La siguiente testigo llamada a declarar fue Katheri-ne Tylney, una camarera que había servido a la reina antes y después de su ascensión al trono y parienta lejana de ésta.
– Conocéis a Catherine Howard desde hace mucho tiempo, ¿verdad? -le preguntó el duque de Suffolk.
– Así es -contestó ella-. La conozco desde que vivía en Horsham. Naturalmente, ella era una Howard y estaba por encima mío, así que me puse muy contenta cuando fui escogida para acompañarla a Lambeth.

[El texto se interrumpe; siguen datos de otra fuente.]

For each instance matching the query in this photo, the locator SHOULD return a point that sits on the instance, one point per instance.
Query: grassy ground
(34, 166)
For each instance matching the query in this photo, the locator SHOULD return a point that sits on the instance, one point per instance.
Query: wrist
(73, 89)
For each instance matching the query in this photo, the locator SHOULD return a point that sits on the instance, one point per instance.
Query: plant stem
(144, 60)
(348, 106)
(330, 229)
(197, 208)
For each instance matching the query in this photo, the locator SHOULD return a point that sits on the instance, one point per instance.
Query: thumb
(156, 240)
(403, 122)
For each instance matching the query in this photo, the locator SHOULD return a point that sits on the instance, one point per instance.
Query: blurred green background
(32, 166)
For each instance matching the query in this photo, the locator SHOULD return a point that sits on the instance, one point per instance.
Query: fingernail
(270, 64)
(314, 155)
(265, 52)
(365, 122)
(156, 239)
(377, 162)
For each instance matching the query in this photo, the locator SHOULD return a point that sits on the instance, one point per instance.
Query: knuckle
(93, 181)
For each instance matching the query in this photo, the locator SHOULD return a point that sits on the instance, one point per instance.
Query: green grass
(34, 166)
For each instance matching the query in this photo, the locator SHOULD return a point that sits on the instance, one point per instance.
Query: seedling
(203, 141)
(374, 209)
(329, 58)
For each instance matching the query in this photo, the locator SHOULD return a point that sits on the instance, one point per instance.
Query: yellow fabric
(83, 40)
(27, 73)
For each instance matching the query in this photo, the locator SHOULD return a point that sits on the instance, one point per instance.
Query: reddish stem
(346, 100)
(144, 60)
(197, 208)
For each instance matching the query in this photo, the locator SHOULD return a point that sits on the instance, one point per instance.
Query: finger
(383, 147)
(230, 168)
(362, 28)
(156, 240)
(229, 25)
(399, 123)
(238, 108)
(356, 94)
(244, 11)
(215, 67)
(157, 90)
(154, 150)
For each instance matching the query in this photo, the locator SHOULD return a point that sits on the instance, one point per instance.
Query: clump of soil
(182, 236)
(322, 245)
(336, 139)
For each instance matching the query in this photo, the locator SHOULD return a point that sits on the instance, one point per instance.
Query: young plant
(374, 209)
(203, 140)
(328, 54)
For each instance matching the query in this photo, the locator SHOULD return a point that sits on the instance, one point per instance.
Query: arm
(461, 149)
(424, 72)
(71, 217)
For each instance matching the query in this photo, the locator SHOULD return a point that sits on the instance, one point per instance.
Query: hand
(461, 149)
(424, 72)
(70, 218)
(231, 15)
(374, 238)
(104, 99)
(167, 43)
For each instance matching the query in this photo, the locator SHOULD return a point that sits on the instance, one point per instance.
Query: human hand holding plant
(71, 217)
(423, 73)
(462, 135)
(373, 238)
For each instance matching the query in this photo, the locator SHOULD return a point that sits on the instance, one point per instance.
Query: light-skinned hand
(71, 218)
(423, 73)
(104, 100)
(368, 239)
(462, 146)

– ¿Cómo era Catherine Howard?
– Muy testaruda -respondió la camarera sin vacilar-. Era de esas personas que no desisten hasta salirse con la suya. Tenía un corazón de oro, pero era testaruda como una muía.

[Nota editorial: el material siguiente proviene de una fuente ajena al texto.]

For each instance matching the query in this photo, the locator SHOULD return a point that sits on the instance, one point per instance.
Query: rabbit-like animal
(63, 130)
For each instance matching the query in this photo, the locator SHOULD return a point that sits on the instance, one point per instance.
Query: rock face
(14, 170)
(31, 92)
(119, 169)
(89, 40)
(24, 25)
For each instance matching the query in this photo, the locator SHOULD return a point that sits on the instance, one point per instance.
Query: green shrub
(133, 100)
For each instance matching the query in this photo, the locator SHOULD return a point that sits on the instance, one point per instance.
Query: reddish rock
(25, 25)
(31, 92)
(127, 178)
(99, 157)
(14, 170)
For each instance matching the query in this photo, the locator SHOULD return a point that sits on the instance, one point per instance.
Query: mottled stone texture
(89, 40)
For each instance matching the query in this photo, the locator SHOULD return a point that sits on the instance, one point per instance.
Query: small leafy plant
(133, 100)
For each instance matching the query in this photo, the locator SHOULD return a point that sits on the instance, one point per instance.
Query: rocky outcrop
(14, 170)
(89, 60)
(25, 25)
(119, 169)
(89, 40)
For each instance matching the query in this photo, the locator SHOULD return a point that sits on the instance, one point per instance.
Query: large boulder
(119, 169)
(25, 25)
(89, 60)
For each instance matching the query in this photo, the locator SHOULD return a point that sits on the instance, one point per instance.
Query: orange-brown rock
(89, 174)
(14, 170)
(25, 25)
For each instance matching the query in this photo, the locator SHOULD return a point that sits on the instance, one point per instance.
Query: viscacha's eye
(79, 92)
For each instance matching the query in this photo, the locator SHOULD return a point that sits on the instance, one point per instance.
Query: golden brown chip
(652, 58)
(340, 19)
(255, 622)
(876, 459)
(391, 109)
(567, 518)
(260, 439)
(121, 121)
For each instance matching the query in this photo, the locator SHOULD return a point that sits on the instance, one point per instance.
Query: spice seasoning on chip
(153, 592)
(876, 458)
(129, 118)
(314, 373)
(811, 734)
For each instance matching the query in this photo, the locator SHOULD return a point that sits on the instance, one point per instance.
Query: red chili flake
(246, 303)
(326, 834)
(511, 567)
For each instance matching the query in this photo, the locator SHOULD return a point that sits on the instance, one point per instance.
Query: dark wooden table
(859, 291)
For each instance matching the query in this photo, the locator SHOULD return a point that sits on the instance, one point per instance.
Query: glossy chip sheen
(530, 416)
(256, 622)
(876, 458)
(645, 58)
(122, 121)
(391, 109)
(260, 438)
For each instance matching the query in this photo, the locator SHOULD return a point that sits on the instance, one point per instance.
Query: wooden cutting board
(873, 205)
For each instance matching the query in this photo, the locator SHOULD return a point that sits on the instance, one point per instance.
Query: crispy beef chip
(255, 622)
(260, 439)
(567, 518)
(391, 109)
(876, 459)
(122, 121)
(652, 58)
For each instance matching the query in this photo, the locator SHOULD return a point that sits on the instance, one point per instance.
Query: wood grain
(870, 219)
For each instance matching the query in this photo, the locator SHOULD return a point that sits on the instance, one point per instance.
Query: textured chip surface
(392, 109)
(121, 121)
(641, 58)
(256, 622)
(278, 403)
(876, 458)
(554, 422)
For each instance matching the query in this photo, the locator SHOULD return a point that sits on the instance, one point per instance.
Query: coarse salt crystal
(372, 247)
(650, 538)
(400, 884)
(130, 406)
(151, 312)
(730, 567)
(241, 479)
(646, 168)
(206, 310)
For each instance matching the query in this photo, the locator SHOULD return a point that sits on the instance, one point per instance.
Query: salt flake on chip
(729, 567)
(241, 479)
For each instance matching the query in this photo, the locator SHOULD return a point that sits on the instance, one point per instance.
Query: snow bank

– Habladme del viaje del pasado verano.
– No comprendo vuestra pregunta -repuso la señora Tylney-. ¿A qué os referís exactamente?
– ¿Cambió su relación con el rey durante esos meses? -inquirió el duque de Suffolk-. ¿Diríais que se comportaba como una buena esposa? ¿Sospechasteis en algún momento que engañaba a su majestad?

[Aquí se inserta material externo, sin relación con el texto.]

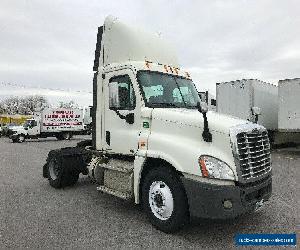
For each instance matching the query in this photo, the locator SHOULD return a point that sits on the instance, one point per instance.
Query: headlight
(214, 168)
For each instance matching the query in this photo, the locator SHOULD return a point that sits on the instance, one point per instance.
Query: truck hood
(191, 117)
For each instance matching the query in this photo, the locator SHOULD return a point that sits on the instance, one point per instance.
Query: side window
(125, 93)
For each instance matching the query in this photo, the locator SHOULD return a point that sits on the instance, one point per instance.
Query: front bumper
(207, 200)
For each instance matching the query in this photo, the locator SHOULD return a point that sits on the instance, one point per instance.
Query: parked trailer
(289, 111)
(155, 144)
(240, 98)
(279, 106)
(289, 105)
(61, 123)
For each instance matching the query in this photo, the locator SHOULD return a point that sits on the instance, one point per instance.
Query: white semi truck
(155, 144)
(61, 123)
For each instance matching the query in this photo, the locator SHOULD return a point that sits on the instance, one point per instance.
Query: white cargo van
(61, 123)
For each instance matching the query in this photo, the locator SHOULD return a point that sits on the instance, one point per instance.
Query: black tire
(58, 175)
(67, 135)
(180, 213)
(21, 138)
(59, 137)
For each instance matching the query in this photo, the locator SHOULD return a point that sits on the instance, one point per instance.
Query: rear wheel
(66, 135)
(58, 175)
(164, 200)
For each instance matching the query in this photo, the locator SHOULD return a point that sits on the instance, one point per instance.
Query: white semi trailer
(154, 143)
(61, 123)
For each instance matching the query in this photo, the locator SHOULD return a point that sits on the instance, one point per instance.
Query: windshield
(163, 90)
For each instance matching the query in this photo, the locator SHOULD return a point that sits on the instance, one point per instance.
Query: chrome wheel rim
(161, 200)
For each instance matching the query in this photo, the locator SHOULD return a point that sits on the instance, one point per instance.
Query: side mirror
(114, 102)
(256, 110)
(129, 118)
(202, 107)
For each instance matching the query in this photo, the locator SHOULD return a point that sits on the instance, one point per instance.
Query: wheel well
(152, 163)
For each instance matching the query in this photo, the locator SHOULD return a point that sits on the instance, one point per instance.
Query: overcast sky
(51, 43)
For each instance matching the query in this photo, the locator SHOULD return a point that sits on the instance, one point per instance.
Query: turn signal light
(203, 167)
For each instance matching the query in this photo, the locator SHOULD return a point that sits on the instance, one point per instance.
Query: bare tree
(23, 105)
(70, 104)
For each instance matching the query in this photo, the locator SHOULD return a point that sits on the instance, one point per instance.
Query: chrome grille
(254, 153)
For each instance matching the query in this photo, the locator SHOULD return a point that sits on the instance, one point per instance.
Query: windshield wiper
(163, 104)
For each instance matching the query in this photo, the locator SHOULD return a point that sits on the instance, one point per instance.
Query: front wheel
(57, 175)
(164, 200)
(21, 138)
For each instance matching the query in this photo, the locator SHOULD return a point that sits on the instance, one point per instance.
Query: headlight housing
(214, 168)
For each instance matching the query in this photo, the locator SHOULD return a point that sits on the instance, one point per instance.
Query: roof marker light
(203, 167)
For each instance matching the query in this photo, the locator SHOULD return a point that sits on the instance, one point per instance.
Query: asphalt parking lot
(35, 215)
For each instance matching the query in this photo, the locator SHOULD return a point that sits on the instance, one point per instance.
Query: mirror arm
(206, 135)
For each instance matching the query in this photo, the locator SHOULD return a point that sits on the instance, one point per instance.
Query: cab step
(119, 194)
(119, 165)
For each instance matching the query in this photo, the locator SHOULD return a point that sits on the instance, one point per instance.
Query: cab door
(122, 112)
(34, 128)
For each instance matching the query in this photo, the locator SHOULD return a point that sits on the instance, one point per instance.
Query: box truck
(154, 143)
(242, 98)
(61, 123)
(276, 108)
(289, 105)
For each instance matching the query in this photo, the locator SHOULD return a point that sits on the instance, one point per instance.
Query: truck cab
(153, 141)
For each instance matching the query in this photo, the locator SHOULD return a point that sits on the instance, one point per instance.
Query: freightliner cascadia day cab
(153, 142)
(61, 123)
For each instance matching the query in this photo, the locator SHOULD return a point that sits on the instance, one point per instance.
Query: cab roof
(122, 43)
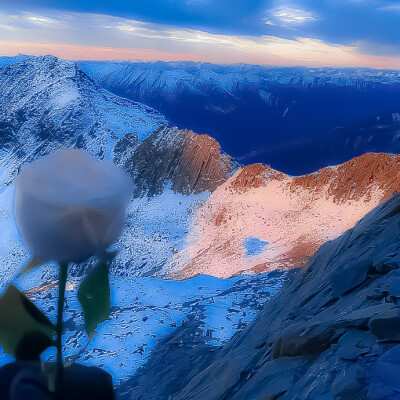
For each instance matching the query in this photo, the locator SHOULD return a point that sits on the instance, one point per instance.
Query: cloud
(391, 7)
(83, 35)
(288, 15)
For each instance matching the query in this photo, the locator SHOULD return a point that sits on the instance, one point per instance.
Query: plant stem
(62, 281)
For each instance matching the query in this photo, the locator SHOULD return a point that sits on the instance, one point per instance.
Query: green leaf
(22, 324)
(94, 296)
(33, 263)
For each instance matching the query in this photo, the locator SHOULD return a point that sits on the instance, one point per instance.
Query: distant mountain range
(261, 219)
(295, 119)
(196, 210)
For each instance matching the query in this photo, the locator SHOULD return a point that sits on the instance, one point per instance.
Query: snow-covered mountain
(47, 103)
(194, 212)
(261, 219)
(330, 333)
(295, 119)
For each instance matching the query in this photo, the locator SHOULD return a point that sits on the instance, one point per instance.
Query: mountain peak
(294, 216)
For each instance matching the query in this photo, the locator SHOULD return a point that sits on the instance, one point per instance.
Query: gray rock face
(189, 162)
(330, 333)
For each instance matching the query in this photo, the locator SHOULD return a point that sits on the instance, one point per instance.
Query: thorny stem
(59, 327)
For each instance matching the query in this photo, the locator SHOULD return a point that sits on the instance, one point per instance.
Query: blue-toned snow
(144, 310)
(254, 246)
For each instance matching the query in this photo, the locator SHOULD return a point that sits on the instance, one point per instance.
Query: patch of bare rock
(332, 332)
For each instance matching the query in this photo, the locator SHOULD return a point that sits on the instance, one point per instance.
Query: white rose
(70, 206)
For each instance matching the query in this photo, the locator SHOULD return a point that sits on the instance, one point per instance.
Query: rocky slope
(288, 218)
(191, 163)
(332, 332)
(47, 103)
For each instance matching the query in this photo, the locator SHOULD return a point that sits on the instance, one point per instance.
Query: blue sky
(294, 32)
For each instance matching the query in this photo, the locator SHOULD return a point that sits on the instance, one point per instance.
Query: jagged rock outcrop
(189, 162)
(294, 216)
(331, 333)
(47, 103)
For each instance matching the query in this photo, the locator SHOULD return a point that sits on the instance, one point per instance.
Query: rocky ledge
(189, 162)
(332, 332)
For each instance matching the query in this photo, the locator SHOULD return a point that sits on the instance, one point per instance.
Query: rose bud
(70, 206)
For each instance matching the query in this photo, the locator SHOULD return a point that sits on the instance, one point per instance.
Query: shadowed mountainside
(290, 216)
(332, 331)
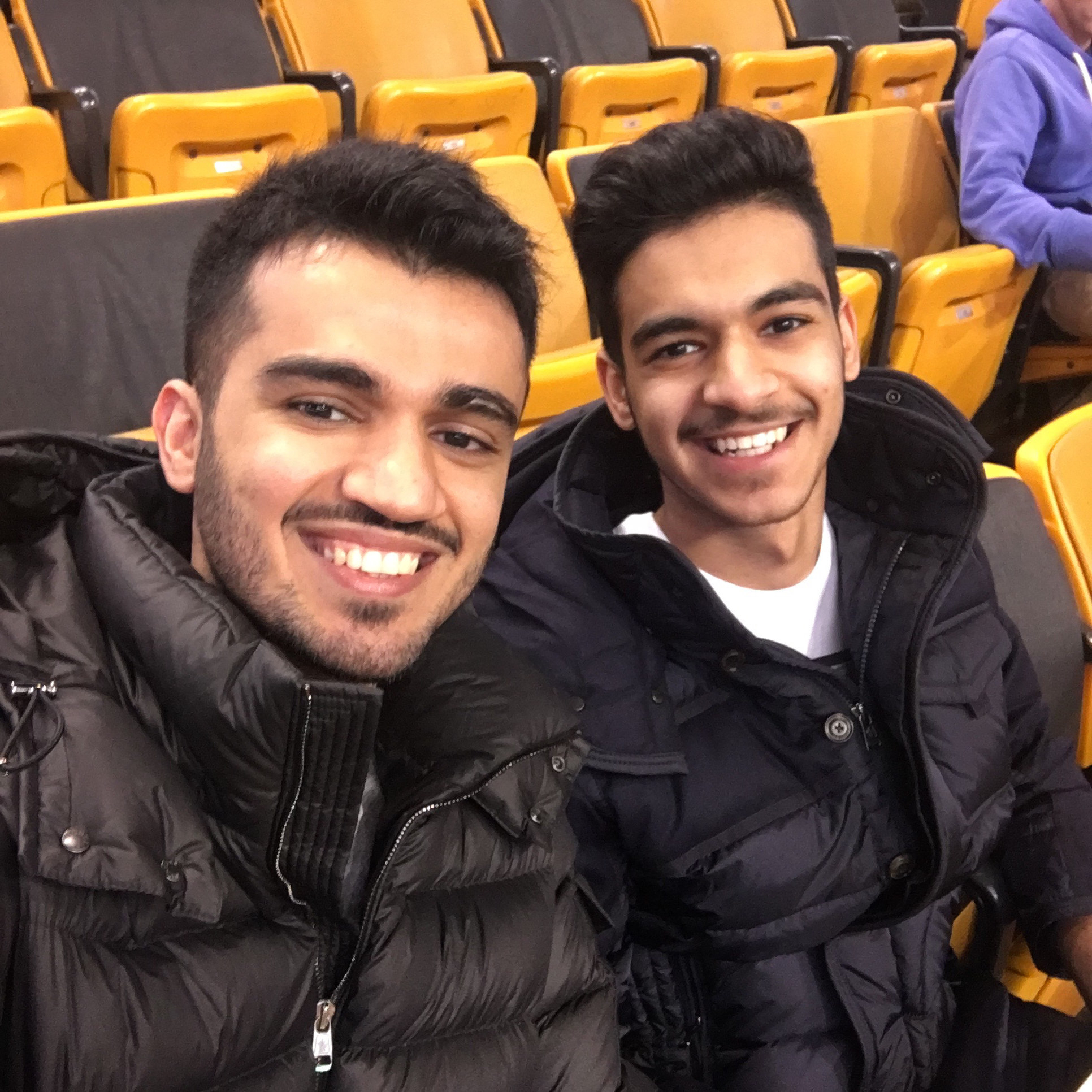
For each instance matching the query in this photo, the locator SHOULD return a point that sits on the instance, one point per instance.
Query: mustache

– Lady Catherine empezó a comportarse de una forma muy extraña hacia la primavera -recordó la camarera-. Cuando la caravana llegó a Lincoln, todo el mundo se instaló en el campamento, excepto sus majestades, que se alojaron en el castillo. La reina solía abandonar su habitación hacia las once de la noche y no regresaba hasta las cuatro o las cinco de la madrugada.
– ¿Sabéis dónde pasaba la noche? -inquirió el duque de Suffolk mientras sus compañeros se inclinaban y aguzaban el oído.
_La primera vez que su majestad abandonó su habitación, lo hizo acompañada de Margaret Morton y de una servidora. Cuando llegamos a las habitaciones de lady Rochford, nos ordenó volver a la cama pero nosotras la vimos llamar a la puerta y cerrarla con llave. La segunda vez sólo la acompañé yo y me ordenó que la esperara en la habitación de la doncella de lady Rochford. Hacía mucho frío y no salió hasta las cinco de la madrugada.
– ¿Estaba lady Rochford en la habitación con la reina? -preguntó el obispo Gardiner.
– No lo sé, señor. La reina confiaba en mí más que en las demás y me utilizaba como correo. Ella y lady Rochford se enviaban mensajes que no tenían pies ni cabeza.
– ¿Es posible que su majestad se viera con el señor Dereham? -inquirió el conde de Suffolk.
– No, señor. El señor Dereham no apareció hasta que la caravana llegó a Pontefract.
– ¿Hablasteis con alguien sobre el extraño comportamiento de la reina? -quiso saber el duque de Norfolk.
Katherine Tylney miró a Thomas Howard como si se hubiera vuelto loco.
– No, señor. ¿A quién se lo iba a decir? ¿Al rey, quizá? ¿Y qué podía decirle? ¿Que sospechaba que su esposa le engañaba? Yo sólo soy una camarera, una sirvienta. ¿Quién soy yo para criticar a la reina? Nadie me habría creído.
– Gracias, señora Tylney -dijo el conde de Suffolk-. Podéis retiraros, pero quizá volvamos a llamaros a declarar.
Katherine Tylney se despidió de los miembros del Consejo con una reverencia y se retiró a su habitación.
– ¿Qué os ha parecido, caballeros?
– Parece claro que la reina se trae algo entre manos -opinó el conde de Southampton.
– ¿Pero qué? -se preguntó lord Russell-. ¿Y por qué?
– No existe ninguna duda sobre el qué -respondió lord Audley-. Sólo nos falta averiguar con quién.
– Creo que conozco la respuesta a vuestra pregunta -intervino el arzobispo Cranmer-. No tengo pruebas, pero sospecho que Tom Culpeper es nuestro hombre. La reina le aprecia mucho y acompañó a sus majestades durante los cuatro meses que duró el viaje. Estando al servicio del rey, sabía perfectamente cuándo había moros en la costa y cuándo podía visitar a la reina sin miedo a ser sorprendido.